Как это, родную племянницу, любимицу, беззащитного воробышка, невесту сына моего Гемона – казнить? Жалко ребенка. По-настоящему. Вот дилеммочка-то. Об этом – сцена ключевая в пьесе – на сорок минут. По совести – одно. По закону – во имя порядка – нечто противоположное… С холодным носом здесь не сыграешь. Этот философский диспут – такая схватка: не на жизнь – на смерть! А откуда азарт взять?
Добренький Креон, отец всеобщий, пожалеть, простить по логике должен племяшку, покаяться и уступить власть другому, кто покрепче будет… Власть уступить? Стоп. Что-то нет в истории примеров, чтобы добровольно трон отдавали. Царь Федор Иоанович? Так он блаженный был.
Нет, кто вкусил этой сладостной отравы, тому не до жалости. Горло готовы перегрызть друг другу – ни стыда, ни совести. Теперь все как на ладони – по телевизору видно. Что народ-то подумает, на грызню эту глядючи? Да плевать им с колокольни Ивана Великого на народ. Сказал же Пушкин: народ безмолвствует. Быдло.
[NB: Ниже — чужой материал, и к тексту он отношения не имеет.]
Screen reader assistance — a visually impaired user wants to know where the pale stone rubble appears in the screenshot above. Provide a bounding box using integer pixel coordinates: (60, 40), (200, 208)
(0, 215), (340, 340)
Значит, и Креон такой же? А как же! Как всякий правитель, властолюбив и деспотичен. К любой крамоле относится однозначно – уничтожить! Вот оно! То, чего у меня нет! Властности, беспощадности. Потому что я в царе только отца родного увидел. А разве все меня любят? Все ли лояльны в семействе моем? Бунтарь обязательно должен быть. Найти и обезвредить!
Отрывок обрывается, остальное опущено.